In a final mea culpa moment for the ANC days before SA heads to the polls, President Cyril Ramaphosa took a hard stance on corruption, promising that those found guilty and involved in state capture, will not hold public office.
Ramaphosa told thousands of ANC supporters on Sunday that the “era of impunity” was over.
“We will fight with every means at our disposal to ensure that those who occupy positions of authority serve only the public interest and our people, not their own pockets and themselves,”
“But the road ahead is long, and there is still much to do.”
Along with not serving in government, Ramaphosa said those found guilty of corruption and involved in state capture would not serve in the ANC either.
The ANC president however, expected that there would be
"resistance from those who have benefited from wrongdoing."
Despite this he was emphatic that they would be held accountable.
"We are restoring the rule of law," Ramaphosa said.
The ANC came under heavy criticism earlier this year when it released its list of candidates for national and provincial government to the Electoral Commission of SA.
The list included those implicated in state capture and corruption and had lied under oath such as Nomvula Mokonyane, Malusi Gigaba, Mosebenzi Zwane and Bathabile Dlamini.
This weekend marked the final big push by SA’s political parties with the biggest three – the ANC, DA and the EFF – holding their closing rallies in Gauteng.
The province, which is SA’s economic hub, is expected to be the battleground in the general elections.
Opposition parties hope to push the ANC below the majority of support in the province, in which it won just below 54% of the support in the 2014 general elections.
The ANC has however set its sights on increasing support in the province which took a huge knock under the leadership of former president Jacob Zuma who has become the face of the state capture project.
The party’s national support has consistently declined since 2009. In 2014 it won 62% of the national vote, which fell from 69.69% in 2009. Both the DA and the EFF hope to respectively grow their support. The DA wants to improve on the 22% it received in 2014, and the EFF, which is contesting its second national election, aim to grow its support from 6% to 14% in these elections.

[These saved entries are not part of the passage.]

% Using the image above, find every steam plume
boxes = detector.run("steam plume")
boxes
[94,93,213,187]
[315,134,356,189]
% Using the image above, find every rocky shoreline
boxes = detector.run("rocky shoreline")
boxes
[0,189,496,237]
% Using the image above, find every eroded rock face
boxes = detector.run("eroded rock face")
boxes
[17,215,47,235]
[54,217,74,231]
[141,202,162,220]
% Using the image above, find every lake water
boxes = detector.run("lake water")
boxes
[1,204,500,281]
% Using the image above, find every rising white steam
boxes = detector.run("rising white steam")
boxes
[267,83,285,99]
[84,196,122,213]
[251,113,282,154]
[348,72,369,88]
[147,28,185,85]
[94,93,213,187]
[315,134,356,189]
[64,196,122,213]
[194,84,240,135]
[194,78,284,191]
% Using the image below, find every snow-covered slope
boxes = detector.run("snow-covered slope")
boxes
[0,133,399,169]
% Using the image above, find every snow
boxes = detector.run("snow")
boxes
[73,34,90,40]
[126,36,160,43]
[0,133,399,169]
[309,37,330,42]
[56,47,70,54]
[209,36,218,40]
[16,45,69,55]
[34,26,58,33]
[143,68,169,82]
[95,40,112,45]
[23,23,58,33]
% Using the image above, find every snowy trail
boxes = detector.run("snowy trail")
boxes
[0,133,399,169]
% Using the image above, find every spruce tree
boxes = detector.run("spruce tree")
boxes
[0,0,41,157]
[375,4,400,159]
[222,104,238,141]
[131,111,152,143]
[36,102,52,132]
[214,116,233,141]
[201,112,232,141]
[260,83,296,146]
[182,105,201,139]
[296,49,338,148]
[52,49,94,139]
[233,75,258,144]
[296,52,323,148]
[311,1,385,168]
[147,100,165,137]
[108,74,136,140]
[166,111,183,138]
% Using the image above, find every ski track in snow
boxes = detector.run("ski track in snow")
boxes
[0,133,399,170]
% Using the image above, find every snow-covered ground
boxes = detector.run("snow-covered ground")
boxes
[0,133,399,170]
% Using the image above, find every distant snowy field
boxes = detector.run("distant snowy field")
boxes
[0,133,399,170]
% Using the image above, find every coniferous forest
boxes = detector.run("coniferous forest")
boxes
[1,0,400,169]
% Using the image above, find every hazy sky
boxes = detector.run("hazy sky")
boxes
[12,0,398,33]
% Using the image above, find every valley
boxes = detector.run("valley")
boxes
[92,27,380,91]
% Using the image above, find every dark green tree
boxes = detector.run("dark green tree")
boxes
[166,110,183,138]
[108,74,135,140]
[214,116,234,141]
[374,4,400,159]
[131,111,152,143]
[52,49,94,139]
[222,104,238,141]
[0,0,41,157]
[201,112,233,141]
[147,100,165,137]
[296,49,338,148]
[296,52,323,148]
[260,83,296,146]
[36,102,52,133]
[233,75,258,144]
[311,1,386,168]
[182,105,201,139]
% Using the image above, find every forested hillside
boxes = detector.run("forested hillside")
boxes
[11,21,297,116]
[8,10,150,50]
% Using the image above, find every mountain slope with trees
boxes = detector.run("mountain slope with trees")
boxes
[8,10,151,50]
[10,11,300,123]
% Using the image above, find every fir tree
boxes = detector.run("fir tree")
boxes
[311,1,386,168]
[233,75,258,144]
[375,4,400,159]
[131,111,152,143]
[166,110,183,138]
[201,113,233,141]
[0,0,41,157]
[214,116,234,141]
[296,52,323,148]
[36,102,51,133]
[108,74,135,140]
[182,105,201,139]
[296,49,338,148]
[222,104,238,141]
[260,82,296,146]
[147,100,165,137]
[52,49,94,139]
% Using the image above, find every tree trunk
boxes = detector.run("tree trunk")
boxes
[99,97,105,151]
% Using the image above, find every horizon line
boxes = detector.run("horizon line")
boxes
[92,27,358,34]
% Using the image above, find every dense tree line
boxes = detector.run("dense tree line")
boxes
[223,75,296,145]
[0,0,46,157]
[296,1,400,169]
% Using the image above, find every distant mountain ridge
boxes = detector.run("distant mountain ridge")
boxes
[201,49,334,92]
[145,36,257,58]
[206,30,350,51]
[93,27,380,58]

DA leader Mmusi Maimane on Saturday, at the DA’s final rally, called on voters to be brave and vote for his party.
He said South Africans had good reason to be disappointed and to feel let down by “the people who were meant to deliver and protect our freedom.”
In a clear jibe to the ANC, which was SA’s liberation movement, Maimane said “one cannot help but wonder how the generation that sacrificed so much for our freedom throughout the struggle would feel about how things turned out today.”
Maimane said he was angry that those who were elected to lead South Africa, ended up “looting” from it.
He hit out against Ramaphosa, whose presence has boosted the ANC on the election trail, saying that he was deputy president while the state was being looted through the state capture project.
The EFF held its final rally at Orlando Stadium in Soweto on Sunday, where its leader Julius Malema delivered the keynote address, the day after his grandmother Koko Sarah Malema, the woman who raised him died.
Malema lashed out at the ANC for turning SA into what he described as a zombie state, and claimed most of Gauteng’s townships as the EFF's support base.
He said the EFF had shaken the ANC in its traditional stronghold provinces of Gauteng, Limpopo, Eastern Cape, KwaZulu-Natal KZN, North West and Northern Cape.
“They thought we are a Mickey Mouse organisation, now they realise we are a force to be reckoned with. You can’t talk about South Africa’s future without the EFF. We are the future of South Africa,"
“Five years looks like this,” said Malema, scanning the packed stadium, “who would have imagined that today we are finishing five years.”